Problems with Pickled Herrings

Private Alfred Bowskill

Monday 12th July 1915: The Biggleswade Chronicle continues to collect funds to send food parcels to local men who are prisoners of war in Germany. While this week’s subscriptions have been less than last weeks they still amount to a good sum, and in clude 6s 6d from the Biggleswade Providence Strict Baptist Sunday School and £1 4s from Master Willie Battson. In addition Private Charles (“Tich”) Carr has sent money from the Front Line to pay for a picture to be sold on behalf of the Prisoners of War Fund. Three of the men to whom parcels are being sent are at the Altdamn Camp.
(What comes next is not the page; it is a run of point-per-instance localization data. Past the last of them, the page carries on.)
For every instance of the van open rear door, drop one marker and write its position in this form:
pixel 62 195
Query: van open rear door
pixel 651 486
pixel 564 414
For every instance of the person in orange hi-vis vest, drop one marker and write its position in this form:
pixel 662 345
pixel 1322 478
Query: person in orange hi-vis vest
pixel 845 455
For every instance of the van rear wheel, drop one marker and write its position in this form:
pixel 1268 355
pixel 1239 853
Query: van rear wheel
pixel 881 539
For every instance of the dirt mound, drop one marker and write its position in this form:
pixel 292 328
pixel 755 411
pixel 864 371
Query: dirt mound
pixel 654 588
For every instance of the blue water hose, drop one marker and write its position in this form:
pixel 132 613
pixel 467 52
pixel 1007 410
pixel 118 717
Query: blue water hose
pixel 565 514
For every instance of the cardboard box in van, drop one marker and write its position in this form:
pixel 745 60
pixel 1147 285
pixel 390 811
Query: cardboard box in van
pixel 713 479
This camp has recently featured in the national press following a report by a visitor from the American Embassy. For their midday meals the prisoners receive a thick vegetable soup and raw pickled herrings. Unfortunately while the Germans and Russians enjoy these they are not to English tastes and there has been some trouble on this account. During the winter the soldiers had been able to cook their herrings over the barrack fires; now that the weather is too warm for heating some of the men have been punished with solitary confinement for lighting fires to cook the fish contrary to their captors' orders. The American visitor was able to explain that the English did not eat raw herrings and the commandant has agreed to make safer cooking arrangements – he had previously thought the fire making was merely a matter of insubordination.

One of those men detained in the Altdamn Camp is Private Alfred Bowskill of the 2nd Bedfords. Twenty two year old Private Bowskill is the son of Mr William Bowskill of Church End, Arlesey. He has served with the Bedfords since Christmas 1911 and returned from South Africa with his Battalion at the outbreak of the war. He was taken prisoner during the First Battle of Ypres and was taken to Altdamn, where he at least has the company of another Arlesey man, Percy Papworth. Three of Private Bowskill’s brothers are also serving in the Forces: one is a stoker on a ship now in the Dardanelles; another brother, James, is at the Front with the Grenadier Guards; the third brother, John is with the 5th Beds Territorials.[1]

Source: Biggleswade Chronicle 16th July 1915

[1] A John "Boskill" appears on the Arlesey War Memorial. It seems likely he was this Bowskill brother. The other members of the family seem to have survived the war.